Biak, Mata4com — Ledakan dahsyat yang diduga berasal dari bom sisa Perang Dunia II mengguncang kawasan permukiman warga di Kampung Yenures, Distrik Biak Kota, Kabupaten Biak Numfor, Papua, Minggu (31/5/2026) sore.
Peristiwa tersebut mengakibatkan sedikitnya lima orang meninggal dunia, sementara tiga lainnya dilaporkan masih hilang. Seluruh korban yang ditemukan telah dievakuasi ke RSUD Biak untuk penanganan lebih lanjut.
Kapolres Biak Numfor, AKBP Ari Trestiawan, mengatakan pihaknya masih melakukan pendalaman terkait asal-usul bom yang meledak tersebut. Namun, dari hasil pemeriksaan awal, ledakan dipastikan berasal dari bom peninggalan Perang Dunia II.

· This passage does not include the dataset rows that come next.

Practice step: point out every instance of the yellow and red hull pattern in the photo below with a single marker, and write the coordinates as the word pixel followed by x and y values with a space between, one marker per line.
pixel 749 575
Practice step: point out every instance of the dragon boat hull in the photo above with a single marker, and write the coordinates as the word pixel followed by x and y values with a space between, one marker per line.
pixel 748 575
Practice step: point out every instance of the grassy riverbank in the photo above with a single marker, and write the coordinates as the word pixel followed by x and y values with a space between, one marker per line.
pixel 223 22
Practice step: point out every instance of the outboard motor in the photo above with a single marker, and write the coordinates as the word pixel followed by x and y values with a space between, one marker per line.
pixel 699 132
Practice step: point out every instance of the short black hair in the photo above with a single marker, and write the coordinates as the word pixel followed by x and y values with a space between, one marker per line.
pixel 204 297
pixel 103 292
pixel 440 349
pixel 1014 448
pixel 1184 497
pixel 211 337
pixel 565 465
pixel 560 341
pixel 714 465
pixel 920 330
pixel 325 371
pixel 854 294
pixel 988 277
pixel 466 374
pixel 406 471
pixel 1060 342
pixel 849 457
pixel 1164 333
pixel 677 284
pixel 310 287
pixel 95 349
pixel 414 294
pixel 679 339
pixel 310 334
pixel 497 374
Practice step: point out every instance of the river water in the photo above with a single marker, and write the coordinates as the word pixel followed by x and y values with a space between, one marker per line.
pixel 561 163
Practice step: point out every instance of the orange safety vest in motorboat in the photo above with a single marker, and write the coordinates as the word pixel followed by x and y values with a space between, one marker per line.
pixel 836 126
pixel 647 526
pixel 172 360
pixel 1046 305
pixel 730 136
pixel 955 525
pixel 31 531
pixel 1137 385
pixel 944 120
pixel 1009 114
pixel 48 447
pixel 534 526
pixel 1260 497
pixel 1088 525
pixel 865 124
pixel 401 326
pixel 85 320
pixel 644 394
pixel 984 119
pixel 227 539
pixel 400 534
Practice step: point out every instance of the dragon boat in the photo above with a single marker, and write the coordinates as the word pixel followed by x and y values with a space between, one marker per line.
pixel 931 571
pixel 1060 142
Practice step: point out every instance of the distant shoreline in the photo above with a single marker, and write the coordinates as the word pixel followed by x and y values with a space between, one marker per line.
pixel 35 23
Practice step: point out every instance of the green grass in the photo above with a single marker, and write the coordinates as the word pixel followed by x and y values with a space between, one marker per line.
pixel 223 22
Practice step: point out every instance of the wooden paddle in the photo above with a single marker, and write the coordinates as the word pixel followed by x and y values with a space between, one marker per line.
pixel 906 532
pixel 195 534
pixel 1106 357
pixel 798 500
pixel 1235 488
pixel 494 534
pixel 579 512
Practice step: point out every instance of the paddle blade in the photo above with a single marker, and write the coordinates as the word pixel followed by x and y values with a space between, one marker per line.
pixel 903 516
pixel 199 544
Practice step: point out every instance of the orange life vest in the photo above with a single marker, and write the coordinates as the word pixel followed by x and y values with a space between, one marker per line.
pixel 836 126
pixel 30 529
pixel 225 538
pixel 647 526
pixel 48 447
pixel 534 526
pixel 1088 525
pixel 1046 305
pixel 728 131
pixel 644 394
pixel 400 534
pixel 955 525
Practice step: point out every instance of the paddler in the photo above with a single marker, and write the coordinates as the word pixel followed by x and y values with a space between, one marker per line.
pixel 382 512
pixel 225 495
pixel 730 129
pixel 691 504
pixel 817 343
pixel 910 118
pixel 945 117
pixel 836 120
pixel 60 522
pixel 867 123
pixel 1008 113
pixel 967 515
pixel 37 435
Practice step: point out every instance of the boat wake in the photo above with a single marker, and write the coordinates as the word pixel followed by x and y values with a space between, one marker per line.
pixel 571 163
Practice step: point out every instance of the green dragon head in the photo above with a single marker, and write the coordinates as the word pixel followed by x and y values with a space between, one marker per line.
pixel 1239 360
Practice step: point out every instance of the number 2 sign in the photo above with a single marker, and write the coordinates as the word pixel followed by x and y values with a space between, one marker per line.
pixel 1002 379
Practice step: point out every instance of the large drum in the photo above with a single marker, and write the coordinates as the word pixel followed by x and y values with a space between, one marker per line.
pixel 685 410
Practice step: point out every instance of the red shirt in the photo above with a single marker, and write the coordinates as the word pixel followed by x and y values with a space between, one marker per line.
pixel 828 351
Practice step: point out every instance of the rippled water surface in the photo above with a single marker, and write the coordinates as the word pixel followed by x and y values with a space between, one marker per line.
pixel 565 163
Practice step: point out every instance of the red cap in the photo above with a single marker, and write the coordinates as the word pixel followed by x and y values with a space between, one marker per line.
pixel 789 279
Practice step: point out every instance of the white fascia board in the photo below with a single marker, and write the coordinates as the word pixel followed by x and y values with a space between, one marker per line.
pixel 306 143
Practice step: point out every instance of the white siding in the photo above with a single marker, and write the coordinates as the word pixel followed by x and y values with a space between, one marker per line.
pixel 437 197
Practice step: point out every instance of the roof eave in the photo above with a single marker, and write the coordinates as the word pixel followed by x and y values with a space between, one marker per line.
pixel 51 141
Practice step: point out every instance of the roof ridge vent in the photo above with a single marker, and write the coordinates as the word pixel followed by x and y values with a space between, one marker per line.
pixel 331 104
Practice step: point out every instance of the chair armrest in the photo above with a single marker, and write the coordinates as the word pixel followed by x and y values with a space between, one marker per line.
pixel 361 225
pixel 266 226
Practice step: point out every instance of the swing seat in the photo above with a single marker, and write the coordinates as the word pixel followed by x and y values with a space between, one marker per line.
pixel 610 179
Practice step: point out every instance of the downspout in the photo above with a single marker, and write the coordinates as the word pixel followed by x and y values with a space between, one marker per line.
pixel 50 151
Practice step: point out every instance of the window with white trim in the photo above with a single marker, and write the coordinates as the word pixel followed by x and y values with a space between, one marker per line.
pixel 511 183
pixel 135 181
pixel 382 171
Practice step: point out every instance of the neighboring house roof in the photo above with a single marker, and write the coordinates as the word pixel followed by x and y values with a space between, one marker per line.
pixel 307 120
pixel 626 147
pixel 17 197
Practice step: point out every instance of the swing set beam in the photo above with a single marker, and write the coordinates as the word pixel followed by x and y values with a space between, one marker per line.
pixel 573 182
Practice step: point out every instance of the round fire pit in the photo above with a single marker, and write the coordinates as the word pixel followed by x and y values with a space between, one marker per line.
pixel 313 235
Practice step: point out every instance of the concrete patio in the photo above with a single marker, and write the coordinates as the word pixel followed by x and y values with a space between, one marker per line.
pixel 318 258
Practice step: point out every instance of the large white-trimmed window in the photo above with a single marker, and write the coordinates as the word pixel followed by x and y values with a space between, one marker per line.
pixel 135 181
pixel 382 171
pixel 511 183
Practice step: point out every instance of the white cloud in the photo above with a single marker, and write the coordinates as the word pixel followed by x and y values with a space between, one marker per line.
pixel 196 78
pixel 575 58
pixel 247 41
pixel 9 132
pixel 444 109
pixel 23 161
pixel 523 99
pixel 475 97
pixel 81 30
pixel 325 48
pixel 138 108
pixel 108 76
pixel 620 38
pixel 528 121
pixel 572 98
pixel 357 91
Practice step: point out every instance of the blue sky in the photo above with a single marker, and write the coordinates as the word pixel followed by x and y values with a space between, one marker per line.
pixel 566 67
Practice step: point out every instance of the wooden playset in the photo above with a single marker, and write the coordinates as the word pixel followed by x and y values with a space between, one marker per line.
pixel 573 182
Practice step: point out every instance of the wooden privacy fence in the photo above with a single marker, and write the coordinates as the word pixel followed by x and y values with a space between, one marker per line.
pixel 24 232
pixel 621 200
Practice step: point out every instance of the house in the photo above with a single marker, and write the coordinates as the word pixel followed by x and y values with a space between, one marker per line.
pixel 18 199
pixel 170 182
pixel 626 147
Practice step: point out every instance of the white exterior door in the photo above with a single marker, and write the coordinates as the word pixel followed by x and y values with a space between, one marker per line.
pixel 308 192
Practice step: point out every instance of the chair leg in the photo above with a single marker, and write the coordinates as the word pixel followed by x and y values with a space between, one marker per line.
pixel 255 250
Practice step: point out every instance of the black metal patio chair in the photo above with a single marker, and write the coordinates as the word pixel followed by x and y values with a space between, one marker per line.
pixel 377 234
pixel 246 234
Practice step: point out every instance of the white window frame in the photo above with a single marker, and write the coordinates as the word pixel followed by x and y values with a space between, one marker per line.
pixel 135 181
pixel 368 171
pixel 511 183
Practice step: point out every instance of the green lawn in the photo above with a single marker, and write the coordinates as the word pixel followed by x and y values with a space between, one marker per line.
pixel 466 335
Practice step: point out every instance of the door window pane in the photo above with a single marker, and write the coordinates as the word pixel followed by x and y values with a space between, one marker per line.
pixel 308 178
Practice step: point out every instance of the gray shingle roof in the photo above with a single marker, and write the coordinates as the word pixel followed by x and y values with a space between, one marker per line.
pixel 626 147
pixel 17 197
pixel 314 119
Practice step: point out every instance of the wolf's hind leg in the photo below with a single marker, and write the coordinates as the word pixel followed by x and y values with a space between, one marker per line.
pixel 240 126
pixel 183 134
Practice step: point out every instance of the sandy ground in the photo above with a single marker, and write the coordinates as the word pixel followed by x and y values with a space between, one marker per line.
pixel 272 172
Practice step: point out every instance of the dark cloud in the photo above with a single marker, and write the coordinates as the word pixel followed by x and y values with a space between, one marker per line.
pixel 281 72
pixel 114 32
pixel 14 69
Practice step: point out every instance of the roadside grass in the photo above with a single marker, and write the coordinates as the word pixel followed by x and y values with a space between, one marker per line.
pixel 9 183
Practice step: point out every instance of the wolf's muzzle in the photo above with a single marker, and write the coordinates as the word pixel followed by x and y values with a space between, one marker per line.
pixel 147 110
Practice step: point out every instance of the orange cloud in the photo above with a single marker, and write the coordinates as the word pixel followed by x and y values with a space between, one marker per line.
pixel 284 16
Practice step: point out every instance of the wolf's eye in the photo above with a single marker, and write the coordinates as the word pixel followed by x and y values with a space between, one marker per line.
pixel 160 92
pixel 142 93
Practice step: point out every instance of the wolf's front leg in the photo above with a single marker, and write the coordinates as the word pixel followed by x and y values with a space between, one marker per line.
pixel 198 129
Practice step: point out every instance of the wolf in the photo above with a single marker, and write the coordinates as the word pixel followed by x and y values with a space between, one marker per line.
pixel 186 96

“Dapat dipastikan bahwa ledakan ini berasal dari bom sisa peninggalan Perang Dunia Kedua. Sementara dari mana bom ini didapatkan itu yang masih kami dalami,” ujar Ari.
Pencarian terhadap tiga korban yang masih hilang untuk sementara dihentikan karena kondisi lokasi belum sepenuhnya aman. Aparat menduga masih terdapat bom lain di sekitar tempat kejadian yang berpotensi membahayakan petugas maupun warga.
“Untuk pencarian tiga korban dihentikan sementara karena kondisi sudah malam dan juga TKP belum aman karena diduga masih ada bom di sekitar lokasi,” kata Ari.
Polisi juga telah memasang garis pengaman dan melarang masyarakat mendekati area ledakan guna menghindari risiko yang tidak diinginkan.
“Kita juga sudah menarik garis polisi dan melarang warga untuk mendekati lokasi, karena diduga masih ada bom di sekitar lokasi dan masih membahayakan,” lanjutnya.
Ledakan yang terjadi di kawasan padat penduduk tersebut menimbulkan kerusakan cukup parah. Sejumlah rumah warga dilaporkan hancur, sementara puing-puing bangunan berserakan di sekitar lokasi kejadian.
Peristiwa itu juga sempat terekam kamera pengawas di area Pelabuhan Biak dan rekamannya beredar luas di media sosial. Dalam sejumlah foto dan video yang beredar, terlihat kondisi rumah warga yang rusak berat akibat kuatnya daya ledak.
Pihak kepolisian mengimbau masyarakat agar tidak mendekati lokasi hingga proses sterilisasi dan pemeriksaan selesai dilakukan oleh petugas.
“Kita harap masyarakat jangan mendekati lokasi karena dugaan kita masih ada bom lainnya di sekitar lokasi,” pungkas Ari.